Occasionally I tend to wander through my image archives and discover quite a few images actually that I haven’t processed for the website. Just like a bird preening, perhaps there is a grain of sand I haven’t plucked out yet. A friend jokingly said one day – “hey, you post these old pictures and people think you have been to new places?” Well, the picture may be “old” from when the shutter was pressed, but certainly new ‘to the world’ if I have never shown it before. Is it considered somehow uncouth in the photoblogger world to dig into the past?

Western Gull preening, La Jolla, CA Apr 2004
And I have a lot of them! Not necessarily all of them I will show – they can find those when I am dead. Think about it, my online nature photography gallery has 1296 images in it – this one makes 1297. The image catalog number is 8327 – so there are 7,000 images I have cataloged that aren’t shown yet, plus a lot more that are listed as uncataloged. I don’t think I will ever have the time to show them all if I wanted to. It makes you think about the volume of photography out there, not only in our own lives, but multiply that by the billions of people on this planet.

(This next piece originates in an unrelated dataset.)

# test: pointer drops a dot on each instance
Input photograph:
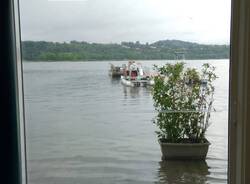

Digital photography certainly has contributed to the volume of images shared, not only taken. Photoblogs, photo sharing sites, online albums and galleries – how could someone possibly see them all? And if you see an image that may be 2 years old or 50 years old – is it any less new to your eyes? And perhaps with so much photography out there, it is easy to become too saturated – and perhaps only the occasional few will actually stick in our heads.